The phobic vindication

Let’s face it, all the social distancing measures, the lockdowns, and the self-isolation have removed most unfamiliar environments from view. The only available spaces for most of us these days are the well-trodden paths from the kitchen to the living room, from the bathroom to the garden or balcony, or from the house door to the nearest shop.

Like medieval portolan maps, these spaces are now crisscrossed with the countless rhumb lines of our interi-orbits. The lines of our entrapment.

Screenshot 2020-04-27 at 6.52.41.png
Medieval sailing charts are known as portolan maps and feature rhumb lines such as these to establish bearings between precise points on the map (Vatican, BAV, Borg.Carte.naut.XIII)

For the agoraphobic, the kingdom come is finally here. No more crowds, no more anxiety. Almost overnight, our nations have turned agoraphobic. The private space has swallowed the public place. Where’s 2 meters, there can be four, eight, or even 16. Be ready to enter (geometrically) progressive human relations.
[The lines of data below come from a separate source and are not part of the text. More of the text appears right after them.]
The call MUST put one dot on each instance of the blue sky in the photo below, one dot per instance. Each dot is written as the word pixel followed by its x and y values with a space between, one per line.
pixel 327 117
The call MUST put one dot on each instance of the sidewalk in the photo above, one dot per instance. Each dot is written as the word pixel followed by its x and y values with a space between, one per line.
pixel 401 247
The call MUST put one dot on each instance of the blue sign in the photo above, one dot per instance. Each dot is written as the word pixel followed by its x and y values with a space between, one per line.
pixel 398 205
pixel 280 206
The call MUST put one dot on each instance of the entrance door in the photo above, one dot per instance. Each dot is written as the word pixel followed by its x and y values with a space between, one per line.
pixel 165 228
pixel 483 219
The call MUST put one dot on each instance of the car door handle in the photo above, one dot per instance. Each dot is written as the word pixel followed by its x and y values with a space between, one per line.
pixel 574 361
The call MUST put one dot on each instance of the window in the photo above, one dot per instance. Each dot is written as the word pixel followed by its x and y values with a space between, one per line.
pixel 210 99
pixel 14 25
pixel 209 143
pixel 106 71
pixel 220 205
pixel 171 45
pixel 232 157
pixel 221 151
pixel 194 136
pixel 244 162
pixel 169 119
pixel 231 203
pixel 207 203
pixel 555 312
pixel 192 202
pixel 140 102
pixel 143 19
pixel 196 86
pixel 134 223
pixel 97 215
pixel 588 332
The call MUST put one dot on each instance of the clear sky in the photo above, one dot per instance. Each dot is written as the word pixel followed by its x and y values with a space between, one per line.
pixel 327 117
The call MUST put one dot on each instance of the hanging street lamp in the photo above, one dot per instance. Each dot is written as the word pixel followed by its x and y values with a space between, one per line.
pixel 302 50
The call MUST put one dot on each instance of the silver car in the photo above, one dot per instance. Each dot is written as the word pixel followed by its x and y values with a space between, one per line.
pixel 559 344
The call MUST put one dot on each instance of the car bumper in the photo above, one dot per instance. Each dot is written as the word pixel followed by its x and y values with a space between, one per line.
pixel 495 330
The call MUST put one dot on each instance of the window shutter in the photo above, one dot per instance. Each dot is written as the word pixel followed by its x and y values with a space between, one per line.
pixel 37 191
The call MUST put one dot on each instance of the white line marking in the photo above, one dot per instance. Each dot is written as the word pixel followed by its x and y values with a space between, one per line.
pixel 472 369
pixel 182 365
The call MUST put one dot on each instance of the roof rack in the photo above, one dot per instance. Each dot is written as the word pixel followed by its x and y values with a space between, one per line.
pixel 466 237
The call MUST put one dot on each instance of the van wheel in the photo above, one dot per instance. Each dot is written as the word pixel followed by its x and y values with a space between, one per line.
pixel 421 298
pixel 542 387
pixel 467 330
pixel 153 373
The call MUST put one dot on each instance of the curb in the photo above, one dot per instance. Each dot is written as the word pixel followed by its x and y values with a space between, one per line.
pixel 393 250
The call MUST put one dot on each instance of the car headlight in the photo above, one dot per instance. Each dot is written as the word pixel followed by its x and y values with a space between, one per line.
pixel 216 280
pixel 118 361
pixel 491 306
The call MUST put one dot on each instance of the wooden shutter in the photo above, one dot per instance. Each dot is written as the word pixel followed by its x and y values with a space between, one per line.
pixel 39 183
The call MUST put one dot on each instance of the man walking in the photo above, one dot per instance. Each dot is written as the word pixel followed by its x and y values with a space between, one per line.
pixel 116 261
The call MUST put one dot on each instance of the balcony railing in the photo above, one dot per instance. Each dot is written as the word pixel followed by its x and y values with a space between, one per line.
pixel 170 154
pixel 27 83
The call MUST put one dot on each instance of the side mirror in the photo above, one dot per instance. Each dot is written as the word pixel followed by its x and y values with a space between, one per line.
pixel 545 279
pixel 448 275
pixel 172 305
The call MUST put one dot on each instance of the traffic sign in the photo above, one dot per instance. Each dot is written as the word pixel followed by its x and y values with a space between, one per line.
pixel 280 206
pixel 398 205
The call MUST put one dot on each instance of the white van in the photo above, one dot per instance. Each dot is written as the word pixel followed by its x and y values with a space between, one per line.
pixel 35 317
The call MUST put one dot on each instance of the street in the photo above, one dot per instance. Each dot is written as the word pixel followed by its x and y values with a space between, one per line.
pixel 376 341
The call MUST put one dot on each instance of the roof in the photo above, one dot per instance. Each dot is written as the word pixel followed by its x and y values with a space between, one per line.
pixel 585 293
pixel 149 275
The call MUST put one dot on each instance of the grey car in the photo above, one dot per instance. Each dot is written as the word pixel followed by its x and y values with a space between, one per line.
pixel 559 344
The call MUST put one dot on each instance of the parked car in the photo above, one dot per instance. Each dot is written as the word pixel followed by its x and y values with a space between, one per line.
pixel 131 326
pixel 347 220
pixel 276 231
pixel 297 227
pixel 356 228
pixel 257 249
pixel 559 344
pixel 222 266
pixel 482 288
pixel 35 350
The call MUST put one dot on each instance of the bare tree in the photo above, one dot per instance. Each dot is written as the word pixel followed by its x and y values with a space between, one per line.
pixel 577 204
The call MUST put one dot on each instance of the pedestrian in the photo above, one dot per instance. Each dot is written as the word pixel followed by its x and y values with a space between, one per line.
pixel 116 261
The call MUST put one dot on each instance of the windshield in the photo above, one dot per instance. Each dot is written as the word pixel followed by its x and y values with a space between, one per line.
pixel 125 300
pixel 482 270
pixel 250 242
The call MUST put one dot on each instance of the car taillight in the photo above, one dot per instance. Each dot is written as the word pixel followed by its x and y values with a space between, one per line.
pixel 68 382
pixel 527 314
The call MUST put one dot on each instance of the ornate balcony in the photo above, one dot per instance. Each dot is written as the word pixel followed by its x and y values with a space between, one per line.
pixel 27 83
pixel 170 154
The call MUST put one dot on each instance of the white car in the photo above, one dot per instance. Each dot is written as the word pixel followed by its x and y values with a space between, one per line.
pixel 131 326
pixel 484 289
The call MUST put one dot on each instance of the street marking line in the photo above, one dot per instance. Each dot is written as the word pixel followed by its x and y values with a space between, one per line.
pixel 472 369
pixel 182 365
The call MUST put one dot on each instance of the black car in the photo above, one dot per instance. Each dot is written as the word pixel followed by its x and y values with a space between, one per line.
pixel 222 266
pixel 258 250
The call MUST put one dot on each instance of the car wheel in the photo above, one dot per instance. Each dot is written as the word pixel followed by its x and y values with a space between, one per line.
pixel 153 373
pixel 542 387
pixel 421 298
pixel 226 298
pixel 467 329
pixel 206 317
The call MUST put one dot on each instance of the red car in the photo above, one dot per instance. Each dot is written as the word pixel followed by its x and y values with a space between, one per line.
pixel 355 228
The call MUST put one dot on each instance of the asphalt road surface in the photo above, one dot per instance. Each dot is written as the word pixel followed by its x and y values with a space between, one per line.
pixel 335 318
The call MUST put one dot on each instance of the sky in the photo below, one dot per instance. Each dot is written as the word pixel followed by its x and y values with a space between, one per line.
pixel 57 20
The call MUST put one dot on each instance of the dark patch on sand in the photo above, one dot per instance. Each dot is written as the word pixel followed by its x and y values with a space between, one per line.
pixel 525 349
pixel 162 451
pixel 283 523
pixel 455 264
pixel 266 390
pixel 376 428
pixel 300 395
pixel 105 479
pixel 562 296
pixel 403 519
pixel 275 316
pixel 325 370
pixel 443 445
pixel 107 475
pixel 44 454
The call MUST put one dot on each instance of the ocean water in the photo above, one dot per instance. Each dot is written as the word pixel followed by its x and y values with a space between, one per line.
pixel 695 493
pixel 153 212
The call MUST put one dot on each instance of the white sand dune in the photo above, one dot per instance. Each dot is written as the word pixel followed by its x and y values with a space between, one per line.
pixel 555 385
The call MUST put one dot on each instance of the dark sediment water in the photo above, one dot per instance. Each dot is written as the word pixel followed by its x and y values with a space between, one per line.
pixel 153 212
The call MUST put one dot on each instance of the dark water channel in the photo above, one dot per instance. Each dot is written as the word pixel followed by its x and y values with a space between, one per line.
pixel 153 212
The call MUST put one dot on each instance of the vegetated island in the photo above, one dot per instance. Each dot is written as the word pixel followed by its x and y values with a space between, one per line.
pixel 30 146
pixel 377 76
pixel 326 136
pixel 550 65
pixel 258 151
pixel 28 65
Homo homini lupus, the Latin proverb has it: Man is a wolf to Man. In the 21st century, the wolves have disappeared, but the humans are still around – and they are anxiogenic to each other. Better stay away from me. The government-sanctioned remoteness is comforting.

For the claustrophobic, on the other hand, the status quo is a descent into Hell, a status quo aegrotabimus, the situation in which we shall languish.

Confinements may comfort the crowd-fleeing, but they torment those who are forced to look at the world outside through peepholes. The claustrophobic feels that she’s been flushed from the public pool into the cesspit of a boxed existence.